Кадр из фильма «Манду»

 

Немецкий фильм «Чужая» (Die Fremde, 2010) режиссерки Фео Аладаг – вот пример засоренного представления отборщиков «Молодости» о том, каким должно быть молодое кино. Девушка, живущая в Турции, перерастает ментально обычаи своей патриархальной родины и едет по проверенному маршруту в Германию, где уже живут ее близкие. В Турции ее бил муж, но и в Германии ортодоксальная турецкая семья девушки не понимает ее побега и отворачивается от героини. Тема захватывающая – релятивность культурных координат, причем в пределах Новой Европы. Но показанная в фильме эмиграция героини вскрывает разность культурных атрибутов турков и европейцев, не как достойные уважения знаки отличия, а как дефекты и несоответствия. Турки в картине показаны ни на что не пригодными варварами, портящими жизнь смелой независимой девушке. А вековые традиции этого народа резким дирижерским взмахом режиссера возведены в атавизм. Видим тот пример, когда либеральный евроцентрический взгляд выглядит имперским взглядом. Демонстративной в фильме будет та учтивая трогательность, с которой режиссер показывает сцену, где героиня и ее сын начинают говорить по-немецки, подчиняясь доминантной культурной традиции, изменяя уже не старым ценностям, но собственной неповторимости. «Чужая» – пример страдания гуманности от собственной ограниченности. И принимать такие фильмы за чистую монету, что свойственно для «Молодости», в глобальном смысле значит тоже самое что, к примеру, соглашаться с внешней политикой Соединенных Штатов или не выносить уроков из Оруела. Это только этический взгляд, но стоило бы ругать эту мелкую мелодраму и за ее фальшивые формальные приемы.
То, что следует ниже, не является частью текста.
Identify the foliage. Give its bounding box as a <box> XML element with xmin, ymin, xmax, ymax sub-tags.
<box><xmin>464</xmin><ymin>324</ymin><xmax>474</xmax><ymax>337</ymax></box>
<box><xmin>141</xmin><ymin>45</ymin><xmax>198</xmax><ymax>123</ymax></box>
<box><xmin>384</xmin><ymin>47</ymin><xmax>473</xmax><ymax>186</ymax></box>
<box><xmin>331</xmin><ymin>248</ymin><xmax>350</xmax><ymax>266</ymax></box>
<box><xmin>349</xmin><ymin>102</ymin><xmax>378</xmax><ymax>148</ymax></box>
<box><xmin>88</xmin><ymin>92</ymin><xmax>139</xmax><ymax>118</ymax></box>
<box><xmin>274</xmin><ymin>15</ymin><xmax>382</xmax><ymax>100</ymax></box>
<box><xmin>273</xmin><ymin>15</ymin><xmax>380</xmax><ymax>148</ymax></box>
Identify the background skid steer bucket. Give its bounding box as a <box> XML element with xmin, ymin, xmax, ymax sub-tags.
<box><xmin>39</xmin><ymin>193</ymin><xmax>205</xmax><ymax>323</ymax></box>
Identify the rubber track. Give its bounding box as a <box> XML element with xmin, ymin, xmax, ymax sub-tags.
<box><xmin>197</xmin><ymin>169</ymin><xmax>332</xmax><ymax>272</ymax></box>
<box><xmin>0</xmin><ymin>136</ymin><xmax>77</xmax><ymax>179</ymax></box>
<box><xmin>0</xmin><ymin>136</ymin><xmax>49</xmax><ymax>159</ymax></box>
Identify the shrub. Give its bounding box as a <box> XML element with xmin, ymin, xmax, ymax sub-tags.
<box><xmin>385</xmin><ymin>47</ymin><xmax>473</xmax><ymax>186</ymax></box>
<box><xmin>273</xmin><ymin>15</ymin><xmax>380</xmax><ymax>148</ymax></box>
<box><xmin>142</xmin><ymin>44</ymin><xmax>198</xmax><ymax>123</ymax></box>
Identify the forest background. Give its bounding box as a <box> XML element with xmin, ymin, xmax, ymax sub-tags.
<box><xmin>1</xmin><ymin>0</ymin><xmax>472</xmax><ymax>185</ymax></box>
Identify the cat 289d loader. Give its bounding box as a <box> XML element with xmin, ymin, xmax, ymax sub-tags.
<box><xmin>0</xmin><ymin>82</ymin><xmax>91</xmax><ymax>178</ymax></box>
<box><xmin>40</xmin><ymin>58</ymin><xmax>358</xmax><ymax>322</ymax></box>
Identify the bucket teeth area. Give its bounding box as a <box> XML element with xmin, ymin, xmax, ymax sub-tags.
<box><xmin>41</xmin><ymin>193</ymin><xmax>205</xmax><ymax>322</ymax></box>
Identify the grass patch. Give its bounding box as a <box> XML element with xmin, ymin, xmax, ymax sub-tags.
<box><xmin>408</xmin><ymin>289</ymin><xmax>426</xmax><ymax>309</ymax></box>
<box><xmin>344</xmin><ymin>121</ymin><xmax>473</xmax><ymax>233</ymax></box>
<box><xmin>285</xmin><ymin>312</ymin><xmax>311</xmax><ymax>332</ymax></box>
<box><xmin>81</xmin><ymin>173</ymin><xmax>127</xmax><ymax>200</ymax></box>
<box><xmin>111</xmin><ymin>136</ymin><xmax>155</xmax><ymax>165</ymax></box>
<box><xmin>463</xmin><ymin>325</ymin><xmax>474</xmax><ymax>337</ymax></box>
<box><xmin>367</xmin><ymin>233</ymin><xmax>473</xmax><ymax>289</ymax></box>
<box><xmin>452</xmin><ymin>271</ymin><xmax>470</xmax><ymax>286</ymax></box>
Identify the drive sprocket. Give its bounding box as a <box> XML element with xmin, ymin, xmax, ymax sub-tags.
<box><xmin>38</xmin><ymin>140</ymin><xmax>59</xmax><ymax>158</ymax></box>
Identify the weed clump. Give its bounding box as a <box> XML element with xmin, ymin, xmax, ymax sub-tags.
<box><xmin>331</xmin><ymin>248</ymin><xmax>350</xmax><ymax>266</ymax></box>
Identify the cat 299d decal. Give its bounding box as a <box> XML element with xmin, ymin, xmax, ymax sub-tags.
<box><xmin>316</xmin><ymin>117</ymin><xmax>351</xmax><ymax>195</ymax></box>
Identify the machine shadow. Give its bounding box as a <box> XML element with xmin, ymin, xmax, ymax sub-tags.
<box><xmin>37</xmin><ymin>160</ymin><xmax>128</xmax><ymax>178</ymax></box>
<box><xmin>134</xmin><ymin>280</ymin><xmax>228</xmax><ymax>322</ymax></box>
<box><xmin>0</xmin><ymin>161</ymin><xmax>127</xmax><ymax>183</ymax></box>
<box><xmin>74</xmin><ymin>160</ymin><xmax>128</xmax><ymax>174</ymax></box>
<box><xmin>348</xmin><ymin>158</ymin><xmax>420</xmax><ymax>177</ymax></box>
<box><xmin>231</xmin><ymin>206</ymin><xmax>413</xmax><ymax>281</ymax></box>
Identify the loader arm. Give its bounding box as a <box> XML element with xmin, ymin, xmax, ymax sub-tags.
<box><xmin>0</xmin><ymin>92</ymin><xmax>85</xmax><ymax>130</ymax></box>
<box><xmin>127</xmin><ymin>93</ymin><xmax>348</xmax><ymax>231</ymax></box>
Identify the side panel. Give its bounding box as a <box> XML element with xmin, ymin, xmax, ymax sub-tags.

Близкий ей по пафосу, и превосходящий ее в ограниченности, датский «Хуан» (Juan, 2010) Каспера Хольтена, который вместе с задорными шведскими «Звуками шума» (Sound of Noise, 2010) создавал музыкально-развлекательный полюс конкурсной программы. «Хуан» – необычайный вызов размеренности зрительского восприятия. Однообразный, как карусель, фильм в котором не умолкая назойливо поют божественными голосами под музыку Моцарта, который истощает на первом же повороте гедонистскими нормами очередного дон жуана и не вызывает ни какого расположения к поиску отличий от предыдущих версий.
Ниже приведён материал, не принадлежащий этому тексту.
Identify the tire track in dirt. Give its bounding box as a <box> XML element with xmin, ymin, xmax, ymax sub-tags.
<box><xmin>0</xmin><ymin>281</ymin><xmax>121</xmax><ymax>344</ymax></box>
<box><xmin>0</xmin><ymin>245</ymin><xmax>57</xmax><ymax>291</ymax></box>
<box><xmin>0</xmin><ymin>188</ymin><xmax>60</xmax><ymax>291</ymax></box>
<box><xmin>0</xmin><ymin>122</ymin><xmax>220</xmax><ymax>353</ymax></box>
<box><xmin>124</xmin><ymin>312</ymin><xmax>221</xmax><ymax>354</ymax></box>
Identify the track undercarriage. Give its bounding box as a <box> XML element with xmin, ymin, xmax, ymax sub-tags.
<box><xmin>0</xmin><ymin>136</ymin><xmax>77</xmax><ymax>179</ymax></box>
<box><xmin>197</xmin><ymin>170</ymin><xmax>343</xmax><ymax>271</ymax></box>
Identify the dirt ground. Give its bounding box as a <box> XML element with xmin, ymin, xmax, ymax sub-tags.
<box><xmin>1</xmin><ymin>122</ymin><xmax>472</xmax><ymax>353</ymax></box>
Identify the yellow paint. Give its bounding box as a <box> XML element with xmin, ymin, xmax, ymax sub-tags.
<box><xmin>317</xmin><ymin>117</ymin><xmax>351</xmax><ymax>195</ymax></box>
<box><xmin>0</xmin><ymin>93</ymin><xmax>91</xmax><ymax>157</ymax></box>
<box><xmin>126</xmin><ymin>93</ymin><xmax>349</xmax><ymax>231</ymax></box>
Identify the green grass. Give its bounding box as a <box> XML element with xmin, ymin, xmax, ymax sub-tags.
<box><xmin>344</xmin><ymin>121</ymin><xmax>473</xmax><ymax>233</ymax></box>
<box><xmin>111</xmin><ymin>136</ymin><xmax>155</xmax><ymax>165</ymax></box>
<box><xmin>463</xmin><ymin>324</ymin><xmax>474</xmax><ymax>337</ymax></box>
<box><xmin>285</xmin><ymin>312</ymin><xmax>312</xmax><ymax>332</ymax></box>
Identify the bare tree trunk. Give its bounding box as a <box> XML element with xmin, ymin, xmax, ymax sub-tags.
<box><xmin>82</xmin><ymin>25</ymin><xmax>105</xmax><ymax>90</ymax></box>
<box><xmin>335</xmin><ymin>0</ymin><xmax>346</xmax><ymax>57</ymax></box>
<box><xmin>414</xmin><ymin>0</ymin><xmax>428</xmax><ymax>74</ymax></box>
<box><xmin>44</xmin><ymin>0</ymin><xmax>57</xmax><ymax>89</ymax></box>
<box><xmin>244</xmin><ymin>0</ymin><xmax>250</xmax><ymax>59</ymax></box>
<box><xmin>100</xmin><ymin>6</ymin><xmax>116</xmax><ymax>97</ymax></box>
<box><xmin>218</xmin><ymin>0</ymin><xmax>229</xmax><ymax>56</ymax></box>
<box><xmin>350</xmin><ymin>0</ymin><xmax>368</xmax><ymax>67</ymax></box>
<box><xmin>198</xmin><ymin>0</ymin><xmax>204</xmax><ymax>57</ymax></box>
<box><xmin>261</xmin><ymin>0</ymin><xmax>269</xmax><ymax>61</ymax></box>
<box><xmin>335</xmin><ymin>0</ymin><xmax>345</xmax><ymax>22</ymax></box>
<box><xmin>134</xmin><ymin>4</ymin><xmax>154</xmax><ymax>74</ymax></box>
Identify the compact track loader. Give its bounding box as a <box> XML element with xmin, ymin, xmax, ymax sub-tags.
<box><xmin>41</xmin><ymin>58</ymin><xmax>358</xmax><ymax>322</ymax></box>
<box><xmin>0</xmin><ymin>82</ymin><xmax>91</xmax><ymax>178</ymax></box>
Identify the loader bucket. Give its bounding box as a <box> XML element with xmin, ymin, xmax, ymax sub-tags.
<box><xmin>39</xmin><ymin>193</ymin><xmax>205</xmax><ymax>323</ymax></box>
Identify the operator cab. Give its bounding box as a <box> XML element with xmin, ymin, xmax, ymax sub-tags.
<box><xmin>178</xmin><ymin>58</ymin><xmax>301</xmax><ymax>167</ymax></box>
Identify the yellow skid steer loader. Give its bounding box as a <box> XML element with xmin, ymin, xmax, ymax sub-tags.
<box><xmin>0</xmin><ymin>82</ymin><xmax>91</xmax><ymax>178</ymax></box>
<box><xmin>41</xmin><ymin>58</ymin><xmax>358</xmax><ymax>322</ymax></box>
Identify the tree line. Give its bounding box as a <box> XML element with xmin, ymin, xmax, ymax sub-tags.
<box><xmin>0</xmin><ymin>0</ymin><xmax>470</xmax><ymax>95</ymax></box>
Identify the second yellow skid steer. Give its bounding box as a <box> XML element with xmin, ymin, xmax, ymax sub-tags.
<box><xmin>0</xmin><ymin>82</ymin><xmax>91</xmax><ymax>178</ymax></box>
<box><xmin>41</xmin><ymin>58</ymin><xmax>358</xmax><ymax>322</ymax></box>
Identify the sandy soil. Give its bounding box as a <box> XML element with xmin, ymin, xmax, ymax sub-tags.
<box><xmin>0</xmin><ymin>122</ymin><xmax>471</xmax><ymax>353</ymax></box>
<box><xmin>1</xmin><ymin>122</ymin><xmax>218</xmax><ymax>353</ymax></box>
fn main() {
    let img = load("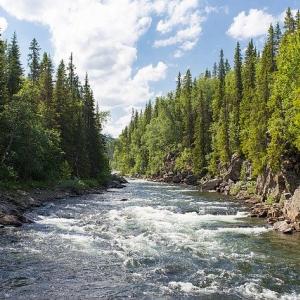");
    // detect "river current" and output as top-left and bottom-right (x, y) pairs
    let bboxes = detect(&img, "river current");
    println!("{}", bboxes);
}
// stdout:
(0, 179), (300, 299)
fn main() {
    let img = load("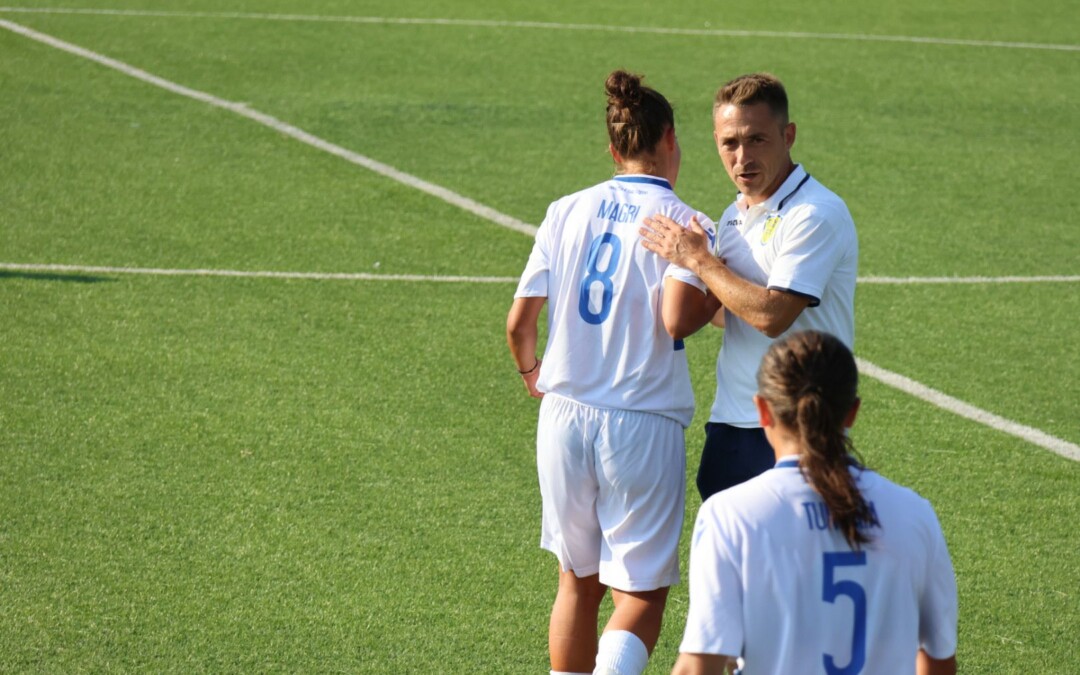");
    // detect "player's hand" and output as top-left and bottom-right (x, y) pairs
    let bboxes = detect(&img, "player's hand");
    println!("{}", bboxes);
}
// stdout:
(640, 214), (712, 271)
(521, 359), (543, 398)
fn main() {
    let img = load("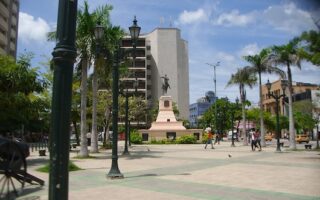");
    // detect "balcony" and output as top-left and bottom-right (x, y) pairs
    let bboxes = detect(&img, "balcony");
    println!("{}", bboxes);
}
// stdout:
(0, 33), (7, 46)
(0, 16), (8, 32)
(0, 2), (9, 18)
На фоне примитивного или кажущегося общественно полезным кино выделялся мексиканский фильм «Високосный год» (A?o bisiesto, 2010) австралийского режиссера Майкла Рове. О девушке много смотрящей в окно в поисках мужчин и эротических приделов собственного тела. Выглядит, как если бы Бертолуччи переснимал Хитчкока. Умно и изыскано снятый в пределах единственной комнаты, сначала расширяющий ее пространство телефонными звонками, а потом сводящий его к пространству тела, сужая и заостряя повествования и оставляя за кадром любые нравоучения. Сам Рове оказался душевным невысокого роста человеком, ходил на сеансы других конкурсных фильмов, кроме него в этом уличен лишь режиссер фильма «Манду» Эбрагим Саиди, ему точно будет полезно.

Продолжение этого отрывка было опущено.